Are there ever any points of contention when collaborating on a painting?

TM: We had an argument after six years about this rule where I would do underpainting and then I would put a little bit of masking tape on the painting, which meant, ‘Don’t paint over this bit because it’s really good’. I’d gone out somewhere one day and it had gone. I looked at Christine and she said, “I know you spent all night doing this pattern along the bottom, but it’s turned into a landscape and I put a wall here and that needs to be a path. It had to go.” It’s not about what you did or what I do, it’s about the painting.

CR: For me, composition is the fascinating thing. You can’t keep little holes. Little notes saying, “Leave this bit”. It’s not going to work. You’ve just got to wait for him to leave.

There’s a lot of common themes in your work: sea views, scenes from your travels and local landscapes, as well as still life (with fish often featuring). Why do these subjects particularly appeal to you?

CR: I paint my life and paint our life, and we travel a lot. I collect a lot of ceramics and textiles. A lot of the paintings are just fed by views or images of places that we’ve been or are staying. We always take sketchbooks and paints with us. The still-life imagery are just the ones I find the most fun. I love the fish — I find them amusing — and all the fruit you can scatter through a composition. It comes back to the rigor of composition: they don’t feel like significant imagery in terms of meaning, it’s more shape and colour and how it fits together. 

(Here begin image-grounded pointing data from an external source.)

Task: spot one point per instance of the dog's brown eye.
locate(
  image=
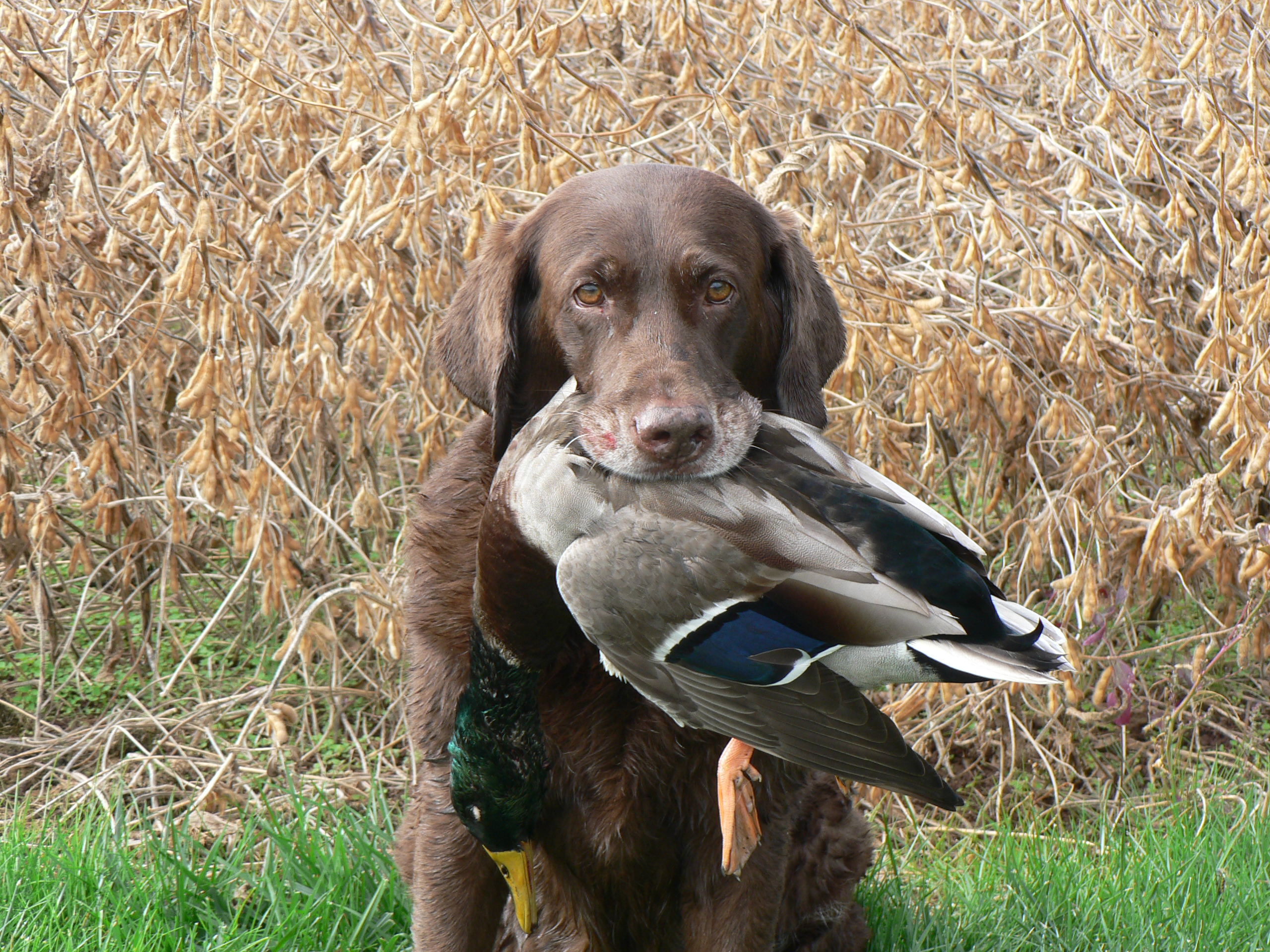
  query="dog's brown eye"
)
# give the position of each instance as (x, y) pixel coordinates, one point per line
(718, 293)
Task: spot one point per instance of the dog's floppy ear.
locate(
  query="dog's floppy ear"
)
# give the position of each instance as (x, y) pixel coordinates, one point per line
(480, 334)
(813, 338)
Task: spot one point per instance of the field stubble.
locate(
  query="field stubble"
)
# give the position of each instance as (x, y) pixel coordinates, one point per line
(229, 230)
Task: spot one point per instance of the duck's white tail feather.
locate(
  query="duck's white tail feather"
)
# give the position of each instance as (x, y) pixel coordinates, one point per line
(987, 663)
(1024, 621)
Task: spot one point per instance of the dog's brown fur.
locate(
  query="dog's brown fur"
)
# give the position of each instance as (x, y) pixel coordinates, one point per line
(629, 848)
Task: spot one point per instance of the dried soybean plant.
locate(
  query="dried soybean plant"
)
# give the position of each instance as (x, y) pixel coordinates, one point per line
(230, 226)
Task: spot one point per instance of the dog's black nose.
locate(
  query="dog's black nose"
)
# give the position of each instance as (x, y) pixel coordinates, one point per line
(674, 432)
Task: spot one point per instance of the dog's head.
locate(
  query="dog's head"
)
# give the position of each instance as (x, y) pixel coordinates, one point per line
(680, 304)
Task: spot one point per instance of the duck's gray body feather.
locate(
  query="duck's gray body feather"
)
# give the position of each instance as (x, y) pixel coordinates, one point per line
(840, 578)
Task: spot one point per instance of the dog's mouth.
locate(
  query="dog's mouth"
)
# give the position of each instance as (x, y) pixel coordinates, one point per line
(671, 440)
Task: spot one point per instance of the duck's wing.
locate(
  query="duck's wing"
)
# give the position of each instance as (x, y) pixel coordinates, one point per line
(681, 613)
(790, 441)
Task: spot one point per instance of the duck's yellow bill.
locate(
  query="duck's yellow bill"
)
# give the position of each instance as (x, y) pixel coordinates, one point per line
(517, 869)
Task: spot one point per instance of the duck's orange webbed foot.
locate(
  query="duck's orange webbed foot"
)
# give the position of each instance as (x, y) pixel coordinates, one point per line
(738, 821)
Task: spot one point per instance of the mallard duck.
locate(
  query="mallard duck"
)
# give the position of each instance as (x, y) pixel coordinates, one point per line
(758, 603)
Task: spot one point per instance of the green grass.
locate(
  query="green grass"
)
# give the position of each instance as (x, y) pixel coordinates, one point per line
(1155, 883)
(319, 878)
(312, 879)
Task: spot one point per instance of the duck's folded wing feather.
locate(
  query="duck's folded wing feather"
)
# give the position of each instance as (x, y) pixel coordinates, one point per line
(825, 726)
(681, 613)
(786, 438)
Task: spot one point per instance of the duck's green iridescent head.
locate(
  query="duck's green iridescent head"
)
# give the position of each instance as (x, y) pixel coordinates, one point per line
(498, 767)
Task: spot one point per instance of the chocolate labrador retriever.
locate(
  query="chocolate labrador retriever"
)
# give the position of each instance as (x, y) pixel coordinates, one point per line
(683, 306)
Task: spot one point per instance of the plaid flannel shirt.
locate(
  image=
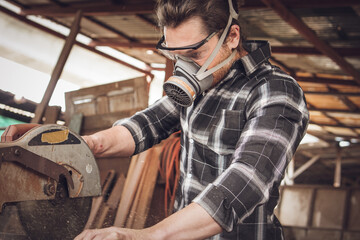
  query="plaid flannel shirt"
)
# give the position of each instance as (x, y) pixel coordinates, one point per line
(236, 141)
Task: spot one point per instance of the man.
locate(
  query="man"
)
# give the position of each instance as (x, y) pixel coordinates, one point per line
(241, 120)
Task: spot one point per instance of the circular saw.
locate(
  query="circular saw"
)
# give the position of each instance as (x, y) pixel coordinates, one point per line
(49, 173)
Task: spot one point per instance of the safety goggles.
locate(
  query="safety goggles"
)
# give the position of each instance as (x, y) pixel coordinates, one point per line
(167, 51)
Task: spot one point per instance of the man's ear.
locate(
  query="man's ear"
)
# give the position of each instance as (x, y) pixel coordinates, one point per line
(233, 37)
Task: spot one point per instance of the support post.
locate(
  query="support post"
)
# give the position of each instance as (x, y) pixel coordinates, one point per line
(69, 42)
(337, 174)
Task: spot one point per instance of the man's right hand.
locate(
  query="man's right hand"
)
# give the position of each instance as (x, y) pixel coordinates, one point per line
(115, 141)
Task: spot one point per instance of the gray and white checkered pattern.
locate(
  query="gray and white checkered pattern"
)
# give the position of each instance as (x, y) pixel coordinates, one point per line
(236, 142)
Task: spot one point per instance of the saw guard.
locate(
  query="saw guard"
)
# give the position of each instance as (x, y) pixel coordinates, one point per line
(59, 145)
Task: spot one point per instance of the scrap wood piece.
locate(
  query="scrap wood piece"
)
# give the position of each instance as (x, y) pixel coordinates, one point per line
(133, 212)
(112, 202)
(131, 183)
(97, 201)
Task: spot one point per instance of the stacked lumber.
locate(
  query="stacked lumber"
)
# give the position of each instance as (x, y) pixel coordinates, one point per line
(125, 202)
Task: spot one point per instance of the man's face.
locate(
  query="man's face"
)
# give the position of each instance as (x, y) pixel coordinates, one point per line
(191, 32)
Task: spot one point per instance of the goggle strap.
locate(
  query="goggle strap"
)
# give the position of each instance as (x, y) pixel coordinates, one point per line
(201, 76)
(208, 61)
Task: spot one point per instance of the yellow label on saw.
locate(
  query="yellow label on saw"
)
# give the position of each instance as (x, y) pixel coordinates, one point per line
(55, 137)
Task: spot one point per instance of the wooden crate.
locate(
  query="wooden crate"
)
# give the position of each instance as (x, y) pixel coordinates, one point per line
(102, 105)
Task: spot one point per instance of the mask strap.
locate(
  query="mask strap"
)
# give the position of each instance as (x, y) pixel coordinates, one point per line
(202, 73)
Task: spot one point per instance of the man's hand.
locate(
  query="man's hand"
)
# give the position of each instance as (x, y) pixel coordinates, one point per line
(115, 141)
(114, 233)
(190, 223)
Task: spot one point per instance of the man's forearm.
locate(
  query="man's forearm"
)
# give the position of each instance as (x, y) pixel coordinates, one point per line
(115, 141)
(190, 223)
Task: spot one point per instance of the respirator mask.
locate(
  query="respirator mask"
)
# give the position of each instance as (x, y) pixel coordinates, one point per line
(189, 79)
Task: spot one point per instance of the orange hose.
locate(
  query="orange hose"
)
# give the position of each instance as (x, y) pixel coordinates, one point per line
(170, 171)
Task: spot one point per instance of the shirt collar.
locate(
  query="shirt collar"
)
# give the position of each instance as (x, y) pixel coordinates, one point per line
(259, 52)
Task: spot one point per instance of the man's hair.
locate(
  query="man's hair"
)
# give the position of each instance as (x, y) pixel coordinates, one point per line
(214, 14)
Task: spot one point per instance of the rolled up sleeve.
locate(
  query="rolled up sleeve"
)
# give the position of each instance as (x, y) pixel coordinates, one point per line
(150, 126)
(277, 119)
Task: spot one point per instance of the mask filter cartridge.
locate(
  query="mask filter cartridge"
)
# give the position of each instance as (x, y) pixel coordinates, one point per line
(183, 86)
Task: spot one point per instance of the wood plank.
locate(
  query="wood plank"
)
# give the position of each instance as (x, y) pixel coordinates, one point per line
(133, 212)
(69, 43)
(97, 201)
(112, 201)
(128, 195)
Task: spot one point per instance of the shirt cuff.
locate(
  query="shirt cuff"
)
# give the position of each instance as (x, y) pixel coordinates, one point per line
(214, 202)
(135, 131)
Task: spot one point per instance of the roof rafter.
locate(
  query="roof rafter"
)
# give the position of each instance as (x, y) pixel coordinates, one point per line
(256, 4)
(143, 7)
(38, 26)
(91, 9)
(310, 35)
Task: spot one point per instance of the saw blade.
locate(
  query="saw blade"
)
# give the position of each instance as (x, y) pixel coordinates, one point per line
(61, 218)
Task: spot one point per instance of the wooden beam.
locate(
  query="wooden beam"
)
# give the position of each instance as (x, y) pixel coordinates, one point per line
(352, 106)
(311, 36)
(54, 33)
(106, 8)
(345, 52)
(69, 43)
(113, 42)
(305, 166)
(283, 66)
(97, 8)
(337, 174)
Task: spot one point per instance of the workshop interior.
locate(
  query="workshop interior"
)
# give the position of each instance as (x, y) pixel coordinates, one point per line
(99, 59)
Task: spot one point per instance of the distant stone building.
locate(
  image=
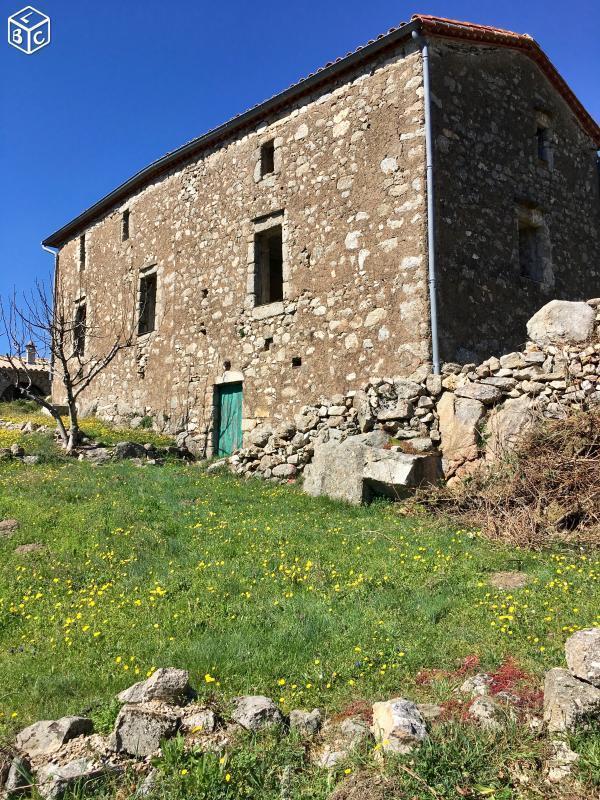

The theme you forefront most clearly is joyfulness. What does that mean when you’re standing in front of the canvas?

CR: It’s a space to make something beautiful and joyous, full of energy and love. Hopefully it gives the people who take these paintings home that same feeling. That’s what painting’s for, to me: hopefully conveying to other people the fun we had making them. I think there’s a place for artist therapy and deep, meaningful political statements — the art world is as big and varied as you want to make it — but, for us personally, it’s about instant impact. No explanation needed. It’s colour, it’s joy, it’s fun. And that’s what we’re after.